For esTag-PCR, the initial tagmentation step was performed with 100 ng gDNA or purified WGA product in a tagmentation reaction that included 25 μL TD buffer, 2.5 μL Illumina TDE1 enzyme, 100 ng DNA, and H2O to final volume of 50 μL. After preheating the thermocycler to 58°C, the reaction mixture was incubated for 5 min at 58°C, followed by a 10°C hold. The fragmented DNA was purified using Ampure XP beads with a bead-to-sample ratio of 0.8 and eluted into 30 μL H2O. Following tagmentation, the first-round PCR was then performed using 25 μL KAPA HiFi HotStart ReadyMix, 1.25 μL of each primer at 10 μM (see Table S1), and 21.25 μL tagmentation product. The following PCR conditions were used: 95°C for 3 min, followed by 30 cycles of 98°C for 30 s, 63°C for 30 s, and 72°C for 1 min, followed by 72°C for 10 min and a 4°C hold.
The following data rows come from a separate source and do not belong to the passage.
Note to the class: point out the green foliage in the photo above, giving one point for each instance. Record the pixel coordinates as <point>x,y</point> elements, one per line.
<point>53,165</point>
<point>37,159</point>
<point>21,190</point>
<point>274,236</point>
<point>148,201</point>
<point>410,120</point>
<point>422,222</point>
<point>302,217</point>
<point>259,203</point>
A secondary nested PCR was then performed using 12.5 μL KAPA HiFi HotStart ReadyMix, 1.25 μL index primer at 10 μM, 0.75 μL of each transgene-specific primer at 10 μM (see Table S1), 2 μL of the first-round PCR, and 7.5 μL H2O. PCR conditions for the nested PCR were 98°C for 45 s, followed by 10 cycles of 98°C for 20 s, 54°C for 30 s, and 72°C for 20 s, ending with 72°C for 1 min and a 4°C hold. The second PCR adds a unique index to each sample. The PCR was cleaned using Ampure XP beads at a bead-to-sample ratio of 0.8. Purified samples were quantified using a Qubit Fluorometer. Of note, although esTag-PCR was performed in this study using a single Illumina index, the forward primer could be easily adapted to include an index between the P5 and Read 1 sequence. Using the primer PB-3TR-Inner-P5-TruSeq-R1 (Table S1) as an example, an i5 index could be inserted into the TruSeq universal adapter sequence as indicated: AATGATACGGCGACCACCGAGATCTACAC-[i5]-TCTTTCCCTACACGACGCTCTTCCGATCT-ATTTCAAGAATGCATGCGTCA. Although this would require unique primers to be used for each sample in the second PCR, it would significantly increase the number of index combinations and the level of multiplexing that could be performed.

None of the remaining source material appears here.